Nos agriculteurs doivent être entendus

En France, 100.000 exploitations agricoles et un million de vaches disparues en 10 ans, tous les 2 jours un exploitant se suicide. Trop de normes, trop de contraintes coûteuses pour au final des exploitations qui ne sont et qui ne peuvent plus être rentables. Nous devons soutenir ces petits exploitants qui travaillent très dur, qui nous nourrissent encore, perpétuent les traditions locales et entretiennent nos territoires.

Territoires et République a déjà pris position en faveur d’un retrait de tous les accords de libre-échange dont le MERCOSUR du volet agricole.

Sur le terrain quelles sont actuellement les contraintes inacceptables qui doivent faire l’objet de réformes : nous avons les contrôles et autres mises aux normes aberrantes. Des abattoirs locaux qui disparaissent ou ne sont plus accessibles. Des méthodes qui criminalisent les petits exploitants qui doivent être assouplies. Des mises aux normes insensées qui doivent être tout simplement abolies. Sur le terrain, nous demandons plus de bon sens et d’accompagnement, plutôt que des sanctions et des mises en demeure.

D’ailleurs, certaines normes imposées à l’exportation, comme celles concernant le lait pasteurisé pour la plupart des pays européens ne sont pas compréhensibles du point de vue sanitaire. Il faudrait y remédier.

En cas de maladies contagieuses telles que la brucellose (qui peut être soignée) ou bien actuellement la dermatose nodulaire, nous nous opposons aux abattages systématiques de troupeaux entiers. Nous demandons la mise en place de procédures de mise en quarantaine avec un suivi vétérinaire, une stratégie qui serait amplement suffisante et plus respectueuse des animaux et des hommes.

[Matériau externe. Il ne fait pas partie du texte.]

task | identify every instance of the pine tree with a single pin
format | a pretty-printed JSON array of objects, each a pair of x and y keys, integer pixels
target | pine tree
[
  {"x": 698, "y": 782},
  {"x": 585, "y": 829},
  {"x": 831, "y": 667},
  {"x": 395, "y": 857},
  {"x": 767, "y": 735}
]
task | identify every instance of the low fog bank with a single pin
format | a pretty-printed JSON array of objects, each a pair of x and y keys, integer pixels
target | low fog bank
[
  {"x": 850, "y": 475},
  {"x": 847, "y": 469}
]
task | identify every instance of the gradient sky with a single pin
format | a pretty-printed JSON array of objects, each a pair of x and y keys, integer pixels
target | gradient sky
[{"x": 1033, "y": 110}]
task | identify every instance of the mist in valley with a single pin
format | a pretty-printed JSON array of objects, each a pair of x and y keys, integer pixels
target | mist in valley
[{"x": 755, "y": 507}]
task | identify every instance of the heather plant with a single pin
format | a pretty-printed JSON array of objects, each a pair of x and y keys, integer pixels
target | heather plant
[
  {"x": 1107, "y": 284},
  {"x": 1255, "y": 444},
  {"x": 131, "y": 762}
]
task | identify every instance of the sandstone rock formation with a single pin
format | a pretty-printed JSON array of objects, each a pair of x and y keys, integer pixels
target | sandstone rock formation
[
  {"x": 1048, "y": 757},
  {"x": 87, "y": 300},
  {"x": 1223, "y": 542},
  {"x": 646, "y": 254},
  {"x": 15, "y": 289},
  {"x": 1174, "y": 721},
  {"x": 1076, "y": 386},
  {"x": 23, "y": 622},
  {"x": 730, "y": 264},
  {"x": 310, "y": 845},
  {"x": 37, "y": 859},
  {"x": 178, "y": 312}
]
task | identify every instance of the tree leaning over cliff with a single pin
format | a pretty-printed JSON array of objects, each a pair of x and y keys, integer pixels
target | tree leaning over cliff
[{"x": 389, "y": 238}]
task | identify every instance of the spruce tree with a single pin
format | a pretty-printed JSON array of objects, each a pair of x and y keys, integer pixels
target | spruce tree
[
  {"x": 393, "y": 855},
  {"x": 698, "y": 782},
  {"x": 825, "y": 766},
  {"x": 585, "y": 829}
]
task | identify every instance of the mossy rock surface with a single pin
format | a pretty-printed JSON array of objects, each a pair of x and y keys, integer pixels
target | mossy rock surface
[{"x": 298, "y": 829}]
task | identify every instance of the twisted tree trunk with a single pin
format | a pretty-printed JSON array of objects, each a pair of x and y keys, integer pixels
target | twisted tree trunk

Le problème de la non disponibilité voire la pénurie de vétérinaires pour ce secteur (moins rentable pour le praticien) est scandaleux. Des mesures doivent être prises pour lever ce problème de vigilance sanitaire.

Les problèmes liés à la sécheresse, outre le fait que nous ne disposons que de 12 Canadairs pour toute la France alors qu’il en faudrait trois fois plus, posent de plus en plus de difficultés aux producteurs qui ne savent plus comment irriguer leurs terres. Les condamnations récentes à 1,5 millions d’euros de 9 agriculteurs de Charente-Maritime pour avoir utilisé des retenues d’eau font trembler le secteur. Comment en sommes-nous arrivés à de telles situations ? Un manque d’écoute et d’adaptation réglementaire à l’évolution du secteur agricole qui n’intéresse plus personne depuis de très longtemps. Nous devons changer notre approche et travailler plus étroitement afin de mettre en place des solutions pérennes et respectueuses de la vie locale. L’exemple du sud de l’Ardèche où des prélèvements dans le Rhône permettraient d’irriguer toutes les terres en totale autonomie n’attend que les autorisations.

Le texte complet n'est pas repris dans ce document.